Only experience and/or connections till take you there.

>this coming from an unemployed CS major w/ minor in math.

Use your finance and business degree combined with interest in Sup Forums for high frequency trading.

Anything else is a waste of your degree.

Pretty chill.

I manage around 400 users and 90 Windows Servers including an online store in a manufacturing plant.

My users are pretty self sufficient, I got my own office and I get to play with new technology on a regular basis.

They didn't go indepth with finance and trading at this stage. For that I need MBA which requires at least 3 years of experience to even apply.

wait you need experience on a subject to be able to learn a subject to be able to work?

has the world gone fucking mad again?

im reminded of the fucking aliens (vorgons?) from hitchikers guide that require paper work for everything. just kill me.

Can a cis degree and certs get you to sysadmin?

Server or office admin?
Without certs or experience you can start with junior office admin position, toner flipping and pressing "any" key whenever dumb secretary can't find one on the keyboard. Shit job but when stuff works you can freely shitpost and watch anime and when shit doesn't you acquire experience to help you get an actually fun job.

Very unfulfilling.

Most interactions with other human beings happens when shit's going down or something breaks, and they are angry and expect a solution within the minute. You never 'create' something like a product you can show off, and if you actually create something, it's something that works in the background, invisible, most people don't even realise you did anything.

Did it for about 3 years, never again. But then again, I guess it depends on the company and other factors.

The dream

Check your privilege.

Apparently you set the rules. Not even higher ups want to fuck with you.

>be me
>get hired as a desk jockey in a small office of 5 people
>discover that no one else can even change their typing language (foreigner)
>our main office has an IT director who set it all up and provided assistance remotely after that
>start fixing random problems (most of them by googling the fix)
>"user we're giving you a promotion"
>I graduated filmschool and have no IT knowledge apart from wasting my childhood with videogames and getting good at following tutorials because of pirating shit
>worried as fuck that I'll be discovered as incompetent for the job
>start interacting with the IT director more
>at some point it gets painfully obvious that I know jack shit
>I confess that I'm just using google to fix shit
>"dont worry user, I was the same way 10 years ago, I learned it all on the job, no worries"
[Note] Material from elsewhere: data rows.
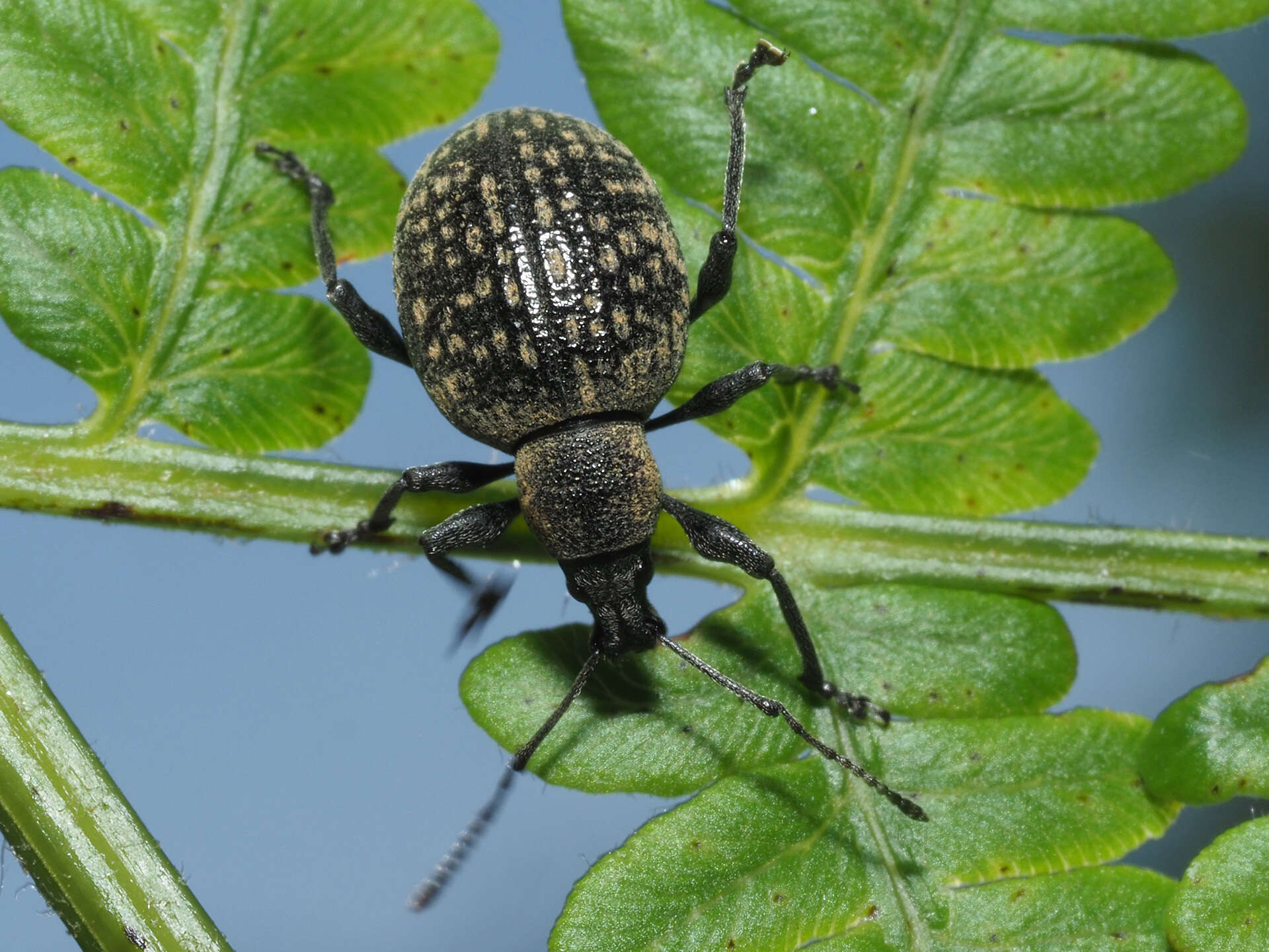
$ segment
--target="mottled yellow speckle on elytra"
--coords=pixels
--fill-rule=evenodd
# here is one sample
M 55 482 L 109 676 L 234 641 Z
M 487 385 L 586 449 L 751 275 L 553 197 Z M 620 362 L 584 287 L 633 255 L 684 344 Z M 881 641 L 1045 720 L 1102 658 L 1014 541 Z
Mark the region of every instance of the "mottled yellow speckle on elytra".
M 497 180 L 492 175 L 480 176 L 480 197 L 485 201 L 486 206 L 497 204 Z
M 590 378 L 590 368 L 585 360 L 576 357 L 572 362 L 572 371 L 577 374 L 577 396 L 581 397 L 582 409 L 594 410 L 599 402 L 599 395 L 595 393 L 595 382 Z
M 561 251 L 556 245 L 552 245 L 542 255 L 542 259 L 547 264 L 551 283 L 556 287 L 561 287 L 569 279 L 569 265 L 563 260 L 563 251 Z
M 538 217 L 538 225 L 543 228 L 549 228 L 555 225 L 555 208 L 551 207 L 551 202 L 543 195 L 533 199 L 533 213 Z
M 533 349 L 533 343 L 525 336 L 520 338 L 520 359 L 532 369 L 538 369 L 538 352 Z
M 638 250 L 638 240 L 634 234 L 622 228 L 617 232 L 617 246 L 622 249 L 622 254 L 629 258 Z
M 652 283 L 659 288 L 665 287 L 665 275 L 661 273 L 661 255 L 652 255 L 647 259 L 647 269 L 652 275 Z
Livin he life here. Although I'd appreciate if someone recommends me a beginner reading

Just checked. It's still there. Thanks for asking.

O'Reilly regularly gives out free books every other week, usually 40-50 pages long, about interesting and useful things like Linux for beginner sysadmins or people who come from Windows shops.

Check out their website, and when you download that week's book, by giving them an email you'll be automatically subscribed to a weekly newsletter, and this is where the really useful stuff is - plenty of articles and books on discount about sysadmin stuff, buddy

Thanks mate, having chunks of info on a weekly basis sounds like the best thing for me. Your use of 'buddy' makes me worried as thats what the man in the main office often uses lol

It's literally just checking tickets and taking them as they go for me.

To become an admin, work on your MTA/MCSA/MCSE and/or work your way up the IT support ladder (or ask for a junior sysadmin position).

Developer doing inefficient Sysadmin duty spotted.
Clearly you didn't like it

Literally given an internship to be a sysadmin and had virtually no relevant qualifications since I was a CE.

Yea, internships might be a bit different. But I also have never seen a sys admin internship before. Sounds like you got lucky, I didn't do internships because no one told me it's a borderline necessity in this industry.

My friend who flunked out of college and barely graduated high school became a sysadmin for a furniture store and worked his way up. He's antisocial as fuck.

Stop memeing about "connections", the only thing you need is a good poker face and motivation to learn.

Installing the latest version of Adobe Reader

>the only thing you need is a good poker face and motivation to learn
shit most of the fag/g/ots here will never have. That explains why there are a lot of these threads lately.